Cheat Sheet
Gazebo support
To run your Gazebo-based simulated robot on xbot2, you must add
a world plugin providing simulated clock information (only used when running
xbot2-core --simtime)a model plugin to expose the joint device
optionally, model plugins to expose force-torque sensors and IMUs
Follow this link for details and commented examples.
Synchronize with simulation time
Run xbot2-core --simtime
Work with the ROS API
Make sure that you are loading the provided ros_control and ros_io plugins on
a non-realtime thread (see this example yaml file)
Then, the following topics and services will be available (as well as others)
Joint state monitoring
Reading rostopic echo /xbotcore/joint_states will output the robot joint state.
Sending joint references
Publishing to rostopic pub /xbotcore/command will move the robot to the provided joint
reference (only if the ros_control plugin is running!). Notice that torque and
velocity references are subject to a timeout, and must therefore be published
at a sufficiently high rate.
Interacting with plugins
Calling rosservice call /xbotcore/get_plugin_list will provide the loaded plugin list.
For each plugin, rosservice call /xbotcore/<plugin_name>/switch <flag> will enable (flag = true)
or disable (flag = false) the plugin. Besides the switch service, state will
return the current plugin state according to its lifecycle state machine, and abort
will immediately stop the plugin execution.
The /xbotcore/lifecycle_events topic will echo a message whenever a plugin changes
its state.
Managing joint reference filtering
Because the real-time loop which actually manages the robot joints typically runs way faster than a ROS controller loop, it is usually a good idea to enable the joint filter, and tune its cutoff frequency to a proper value.

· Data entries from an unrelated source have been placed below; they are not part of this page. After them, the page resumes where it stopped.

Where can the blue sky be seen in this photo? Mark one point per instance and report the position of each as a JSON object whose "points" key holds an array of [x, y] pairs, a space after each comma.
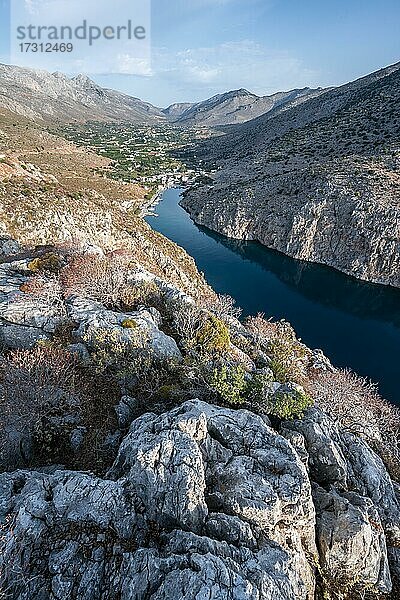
{"points": [[204, 47]]}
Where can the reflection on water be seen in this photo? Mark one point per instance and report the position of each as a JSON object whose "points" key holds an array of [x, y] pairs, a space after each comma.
{"points": [[356, 324], [319, 283]]}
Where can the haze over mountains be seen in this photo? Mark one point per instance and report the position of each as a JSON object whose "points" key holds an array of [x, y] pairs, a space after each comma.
{"points": [[319, 181], [234, 107], [54, 96]]}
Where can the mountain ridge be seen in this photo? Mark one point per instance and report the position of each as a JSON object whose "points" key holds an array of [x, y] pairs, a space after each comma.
{"points": [[317, 181]]}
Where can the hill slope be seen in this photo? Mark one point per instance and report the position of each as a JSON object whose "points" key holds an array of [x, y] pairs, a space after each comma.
{"points": [[318, 181], [237, 106], [53, 96]]}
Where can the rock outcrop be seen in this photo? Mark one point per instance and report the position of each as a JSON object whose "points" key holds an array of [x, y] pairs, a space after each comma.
{"points": [[318, 182]]}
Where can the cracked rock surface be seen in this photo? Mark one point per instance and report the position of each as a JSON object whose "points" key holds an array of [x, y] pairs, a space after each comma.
{"points": [[203, 502]]}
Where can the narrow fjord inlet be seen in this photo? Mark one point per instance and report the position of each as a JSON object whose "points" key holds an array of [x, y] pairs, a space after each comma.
{"points": [[355, 323]]}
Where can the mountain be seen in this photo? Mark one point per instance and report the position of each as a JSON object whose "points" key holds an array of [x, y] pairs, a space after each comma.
{"points": [[153, 445], [319, 181], [237, 106], [53, 96]]}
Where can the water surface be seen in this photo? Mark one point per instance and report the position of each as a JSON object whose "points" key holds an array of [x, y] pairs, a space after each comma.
{"points": [[356, 324]]}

To this purpose, rosservice call /xbotcore/enable_joint_filter <flag> will
enable (flag = true) or disable (flag = false) the filtering of
joint references (excluding torque); the filter bandwidth can be tuned with the
services /xbotcore/set_filter_profile_[safe|medium|fast].

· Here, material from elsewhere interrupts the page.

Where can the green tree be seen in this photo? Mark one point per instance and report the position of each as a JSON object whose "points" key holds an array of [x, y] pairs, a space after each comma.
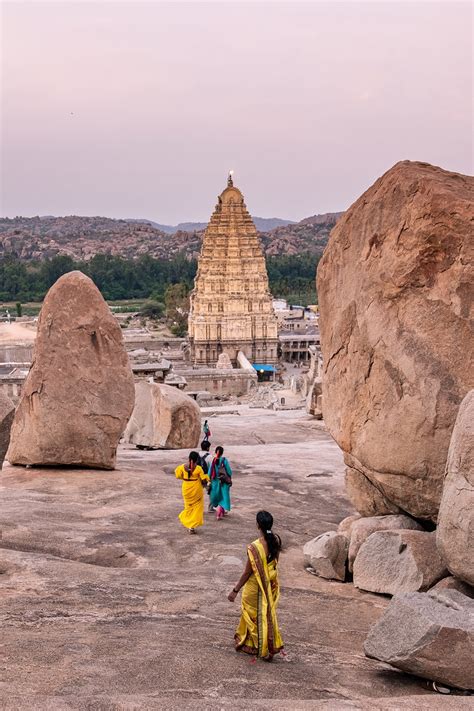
{"points": [[177, 308]]}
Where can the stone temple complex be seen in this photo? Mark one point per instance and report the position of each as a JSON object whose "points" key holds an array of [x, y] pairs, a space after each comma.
{"points": [[231, 305]]}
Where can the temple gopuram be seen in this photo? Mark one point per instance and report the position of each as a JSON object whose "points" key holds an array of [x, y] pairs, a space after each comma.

Cutoff frequencies corresponding to the three profiles can be customized through the
/xbot/hal/joint_safety/filter_[safe|medium|fast]_cutoff_hz parameters.
A default filter cutoff can be set inside the configuration file through the
parameter /xbot/hal/joint_safety/filter_cutoff_hz; the filter can be set to auto-start
through the /xbot/hal/joint_safety/filter_autostart boolean parameter,
as seen in this example
Joint safety
The framework will automatically detect unsafe joint references, inside the joint_master component. Safety is evaluated after filtering (if enabled). Whenever an unsafe reference is detected, the joint devide is disabled, and must be re-enabled manually.
Reading the safety state
The topic /xbotcore/joint_device_info will report
joint filter activation state
joint filter cutoff
joint device mask value (
mask = 0means joint is inactive)
The xbot2 console will report details about the reason of the joint device deactivation.
Restoring joint device
Set a non-zero mask with the service /xbotcore/joint_master/set_control_mask.
Disabling safety (simulation only)
Add the following parameter to the configuration file
/xbot/hal/joint_safety/enable_safety: {value: true, type: bool}